Bu yazı yayınlandığında Cumhuriyetin 100. yılına 19 gün kalmış olacak. Yılları tek tek sayarsanız böyle. Oysa başka bir açıdan baktığımızda, 1923 yılında ilan edilen Cumhuriyet’in yüzüncü yılına ulaşamadan sona erdiğini de söyleyebiliriz. Muhakkak bunu söylediğimizde kızan çok olacaktır. Keşke kızmak yerine üzerine düşünülse!
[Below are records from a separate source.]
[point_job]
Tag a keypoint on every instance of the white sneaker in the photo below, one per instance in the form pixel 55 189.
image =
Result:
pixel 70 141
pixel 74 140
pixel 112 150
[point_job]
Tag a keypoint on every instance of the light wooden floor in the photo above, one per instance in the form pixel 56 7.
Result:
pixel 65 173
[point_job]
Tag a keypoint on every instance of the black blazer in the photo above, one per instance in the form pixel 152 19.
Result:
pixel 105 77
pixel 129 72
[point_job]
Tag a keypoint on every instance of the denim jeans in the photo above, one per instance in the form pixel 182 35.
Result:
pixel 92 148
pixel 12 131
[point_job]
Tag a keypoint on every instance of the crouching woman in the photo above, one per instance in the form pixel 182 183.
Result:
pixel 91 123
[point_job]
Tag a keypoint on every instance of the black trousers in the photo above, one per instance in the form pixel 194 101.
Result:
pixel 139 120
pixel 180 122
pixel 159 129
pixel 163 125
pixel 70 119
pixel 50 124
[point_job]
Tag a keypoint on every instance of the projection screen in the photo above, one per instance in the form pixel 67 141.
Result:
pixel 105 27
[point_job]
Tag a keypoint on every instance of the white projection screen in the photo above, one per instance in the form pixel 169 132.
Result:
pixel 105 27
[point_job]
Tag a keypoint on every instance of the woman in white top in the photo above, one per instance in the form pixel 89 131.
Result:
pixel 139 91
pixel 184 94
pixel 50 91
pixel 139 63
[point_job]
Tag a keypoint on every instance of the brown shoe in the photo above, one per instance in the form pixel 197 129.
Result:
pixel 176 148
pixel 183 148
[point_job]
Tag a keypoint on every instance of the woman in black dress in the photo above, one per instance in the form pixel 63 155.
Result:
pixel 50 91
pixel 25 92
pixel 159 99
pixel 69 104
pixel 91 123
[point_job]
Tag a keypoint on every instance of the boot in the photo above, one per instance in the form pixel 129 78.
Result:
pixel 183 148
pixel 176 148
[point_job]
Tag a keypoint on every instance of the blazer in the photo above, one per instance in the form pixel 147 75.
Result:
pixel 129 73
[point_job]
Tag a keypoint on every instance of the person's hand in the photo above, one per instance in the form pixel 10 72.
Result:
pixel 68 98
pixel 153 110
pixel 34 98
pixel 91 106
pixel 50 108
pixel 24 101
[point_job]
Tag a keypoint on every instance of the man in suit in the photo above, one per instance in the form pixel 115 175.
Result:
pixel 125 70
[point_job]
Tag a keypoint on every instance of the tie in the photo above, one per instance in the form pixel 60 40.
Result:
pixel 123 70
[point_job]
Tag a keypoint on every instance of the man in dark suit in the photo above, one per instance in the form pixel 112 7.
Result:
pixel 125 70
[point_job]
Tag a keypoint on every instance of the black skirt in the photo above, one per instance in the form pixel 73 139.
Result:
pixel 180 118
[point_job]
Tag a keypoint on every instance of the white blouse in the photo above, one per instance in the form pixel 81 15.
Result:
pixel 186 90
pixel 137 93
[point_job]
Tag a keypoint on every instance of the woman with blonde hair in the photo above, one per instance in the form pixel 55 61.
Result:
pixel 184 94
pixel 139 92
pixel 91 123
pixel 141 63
Peki, hangi açıdan baktığımızda 1923 Cumhuriyeti’nin sona erdiğini söyleyebiliriz? İzninizle biraz kolaycılığa kaçacağım ve üç yıl önce yazdığım bir 29 Ekim yazısından kopya çekeceğim. Üç yıl önce şunları yazmışım: Adalet ve Kalkınma Partisi eli ile vücut bulan şu anki rejim ise kendisini 1923 Cumhuriyeti’nin kuruluş paradigmalarının yerine inşa etmeye çalışıyor. Kastedilense esas olarak Türkiye Cumhuriyeti’nin felsefesinde ve rejiminde köklü bir dönüşüm, 1923 Cumhuriyeti’nin tasfiyesidir. Kuruluş felsefesinden, aydınlanmacı, bağımsızlıkçı kimliğinden tamamen ayrı hatta yeni bir “cumhuriyet” kurumsallaştırılmaktadır. Bir yandan dinselleşmenin kurumsallaşması ve hukuksallaşması hedefi ile hareket edilmekte, diğer yandan dış politikada bir dizi plan hayata geçirilmeye çalışılmaktadır. Tüm bunların yanında emeğe ve emek güçlerine karşı kuralsız müdahalelerde bulunulmaktadır.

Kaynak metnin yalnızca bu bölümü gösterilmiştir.